I believed the creature, to some extent. This thing stalking the canopy was exactly what I'd asked for. And I'd have to test it, and I'd have to find a use for it, and then, knowing it was formed from scraping together the flesh and blood of the deceased,  some unholy thing made of other people's lifetimes, I'd have to kill it.

But it wasn't the creature that bothered me as I sat in the dust of my sharpened pottery and contemplated all the ways I might try and kill the King. My body was changing, like a second, more awful puberty. It had been, and still was, coming into its own, crawling out from its earthly cocoon and shaking its wings loose. I wasn't hungry like a human. I wasn't thirsty like a human. I still craved those things, because I'd been brought into existence wanting them, but this far removed from either I was starting to understand that eating was a habit, and drinking was a comfort, not a necessity.

Pain, though.

Pain made my blood run cold with anticipation, a delicate chill of goosebumps like stepping naked from a hot tub in a winter's storm. There was something deep in my bones, something frozen and bitter and violent, and it couldn't get out, not without without cutting and breaking and hurting, but oh, did it need to get out. When it did seep through the human shell, a glittering frost spilled from a cracked egg, that was power.

That would kill the King.

I'd tried, the past two nights and days, sat and thought long and hard about what I was willing to do to myself to draw that cold magic out. Maybe there was a route, some switch, that if I experimented, I could learn to control without having becoming the demon equivalent of a squashed leech.

So I grit my teeth, and set myself up for rounds of failure, and the creature would howl below, like it knew blood had been spilled, and when I'd drag myself to the window to shush its pasty form, it would croon and shake the boughs and ask deep within its fleshy throat for an offering.

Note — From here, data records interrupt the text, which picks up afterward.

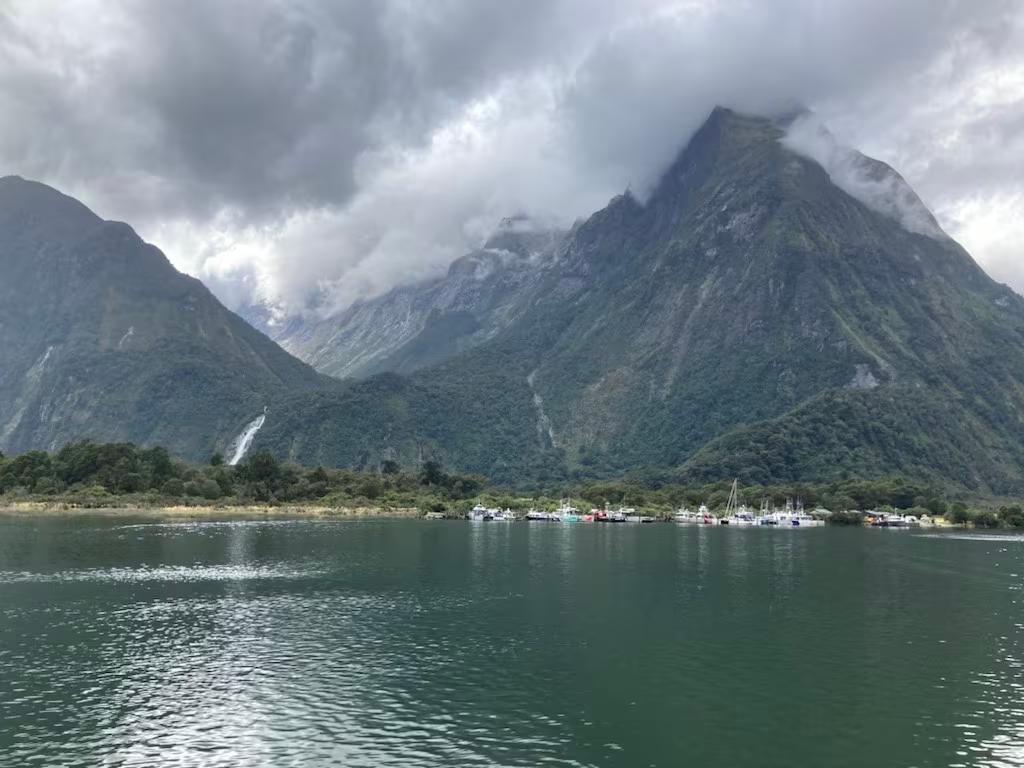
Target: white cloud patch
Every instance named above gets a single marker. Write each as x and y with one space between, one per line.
872 182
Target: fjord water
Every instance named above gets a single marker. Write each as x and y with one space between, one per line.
420 643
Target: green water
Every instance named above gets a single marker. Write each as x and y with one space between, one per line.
419 643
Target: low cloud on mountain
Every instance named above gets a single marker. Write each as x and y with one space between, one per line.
312 153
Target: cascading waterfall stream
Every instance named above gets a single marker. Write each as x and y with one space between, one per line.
244 441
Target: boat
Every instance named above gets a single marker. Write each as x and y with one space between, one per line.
706 517
766 515
565 512
735 512
479 513
797 518
686 517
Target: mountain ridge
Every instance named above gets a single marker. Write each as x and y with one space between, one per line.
748 287
101 338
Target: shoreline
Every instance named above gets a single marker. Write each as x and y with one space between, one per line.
207 513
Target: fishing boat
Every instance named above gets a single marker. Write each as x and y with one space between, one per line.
797 518
687 517
479 513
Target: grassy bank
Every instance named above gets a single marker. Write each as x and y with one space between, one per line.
121 478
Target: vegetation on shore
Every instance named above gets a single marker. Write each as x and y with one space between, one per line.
93 475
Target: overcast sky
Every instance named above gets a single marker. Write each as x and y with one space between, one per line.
311 153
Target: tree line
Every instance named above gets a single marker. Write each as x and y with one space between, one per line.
91 473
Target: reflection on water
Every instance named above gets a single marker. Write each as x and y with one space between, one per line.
422 644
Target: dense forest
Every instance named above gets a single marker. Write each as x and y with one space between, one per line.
123 474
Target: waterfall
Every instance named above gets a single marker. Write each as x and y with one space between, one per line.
244 441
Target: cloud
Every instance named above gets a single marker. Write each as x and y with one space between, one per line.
312 153
872 182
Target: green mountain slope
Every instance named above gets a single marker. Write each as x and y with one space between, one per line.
101 338
751 307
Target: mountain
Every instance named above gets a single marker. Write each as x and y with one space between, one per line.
101 338
759 315
416 326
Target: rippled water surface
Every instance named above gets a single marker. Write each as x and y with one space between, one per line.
421 643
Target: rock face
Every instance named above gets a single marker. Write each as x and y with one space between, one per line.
101 338
758 315
417 326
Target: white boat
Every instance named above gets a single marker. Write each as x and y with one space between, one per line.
686 517
705 517
479 513
736 513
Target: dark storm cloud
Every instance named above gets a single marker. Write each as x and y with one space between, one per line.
336 148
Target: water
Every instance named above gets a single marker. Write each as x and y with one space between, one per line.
420 643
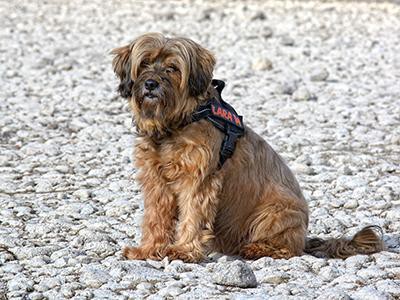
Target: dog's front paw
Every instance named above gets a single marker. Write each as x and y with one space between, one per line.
142 253
182 253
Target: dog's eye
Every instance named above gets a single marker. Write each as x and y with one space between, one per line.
144 64
171 69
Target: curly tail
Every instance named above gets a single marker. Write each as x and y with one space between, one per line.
366 241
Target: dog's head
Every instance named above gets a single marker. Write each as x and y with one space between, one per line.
164 80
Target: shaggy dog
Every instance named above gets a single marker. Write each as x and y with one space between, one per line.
249 205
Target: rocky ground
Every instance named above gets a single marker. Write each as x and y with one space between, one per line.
318 80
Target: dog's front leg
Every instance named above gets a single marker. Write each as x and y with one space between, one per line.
159 220
197 210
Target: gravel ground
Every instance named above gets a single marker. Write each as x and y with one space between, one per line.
318 80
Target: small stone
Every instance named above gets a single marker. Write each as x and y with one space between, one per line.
235 273
262 64
287 40
94 278
389 286
369 293
319 75
350 204
35 296
334 294
20 283
286 88
267 32
82 194
329 273
275 278
302 94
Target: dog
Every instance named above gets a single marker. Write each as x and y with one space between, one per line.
249 205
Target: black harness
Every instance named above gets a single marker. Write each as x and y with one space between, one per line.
223 117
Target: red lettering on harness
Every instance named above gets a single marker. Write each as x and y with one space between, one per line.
227 115
237 121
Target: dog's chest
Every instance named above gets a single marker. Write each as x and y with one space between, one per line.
173 163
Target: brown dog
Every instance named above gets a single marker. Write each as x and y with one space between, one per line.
252 205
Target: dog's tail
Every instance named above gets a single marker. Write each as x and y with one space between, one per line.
366 241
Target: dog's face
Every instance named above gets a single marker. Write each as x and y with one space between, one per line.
163 78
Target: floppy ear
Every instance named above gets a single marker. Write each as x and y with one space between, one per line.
122 67
201 70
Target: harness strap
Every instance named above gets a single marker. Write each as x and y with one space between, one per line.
224 118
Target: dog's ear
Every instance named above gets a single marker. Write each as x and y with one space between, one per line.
202 67
122 67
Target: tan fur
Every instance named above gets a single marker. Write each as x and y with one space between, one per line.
252 206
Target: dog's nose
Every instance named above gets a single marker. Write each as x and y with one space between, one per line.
150 84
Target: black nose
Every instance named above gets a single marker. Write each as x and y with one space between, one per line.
150 84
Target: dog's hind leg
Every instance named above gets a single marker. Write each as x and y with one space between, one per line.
278 227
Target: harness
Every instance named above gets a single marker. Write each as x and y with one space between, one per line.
224 118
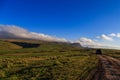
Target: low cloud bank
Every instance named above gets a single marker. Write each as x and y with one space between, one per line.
12 31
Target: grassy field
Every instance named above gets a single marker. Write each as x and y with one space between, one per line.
50 61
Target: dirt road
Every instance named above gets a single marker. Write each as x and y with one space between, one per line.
108 69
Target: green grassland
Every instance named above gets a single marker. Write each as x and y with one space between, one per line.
112 53
50 61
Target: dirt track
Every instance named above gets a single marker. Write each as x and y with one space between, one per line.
108 69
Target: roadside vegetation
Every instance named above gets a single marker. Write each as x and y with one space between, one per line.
50 61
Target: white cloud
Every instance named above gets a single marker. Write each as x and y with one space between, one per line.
112 34
12 31
105 37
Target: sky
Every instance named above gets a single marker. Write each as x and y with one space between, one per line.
90 22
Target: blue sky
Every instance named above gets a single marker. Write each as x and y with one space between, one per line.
70 19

As dawn broke on the fourth day, when the last wisps of the smoldering horizon had been extinguished, the King returned. His beaky, half-rotted chin rubbed against the stone still, staring into the gloom. The feathered fur around his pupil gleamed with the cresting sun.

"Have you learned your lesson?" he rumbled. The tower swayed, crunched as his serpentine coils ground around the exterior.

"There's nothing to learn in the dark," I said, pushing off the gunky stone floor.

"There's much you can learn," the King continued, "both in and from the dark." A thin white lens flicked over the eye as he winked. I wondered if the little sharp edge in my palm could cut through it.

"I'm sure you'll teach me," I said, edging toward the seam of light. "Will you be joining me this morning or have you just come to play pigeon?"

"I'm in need of your lovely presence this evening, My Lady. Tomorrow, you will be mine, but tonight, tonight we will dine in the great hall with the rest of the lords and their blushing brides. A mere formality, but I would wish to present you before my court, and in turn offer you a small gift of my gratitude."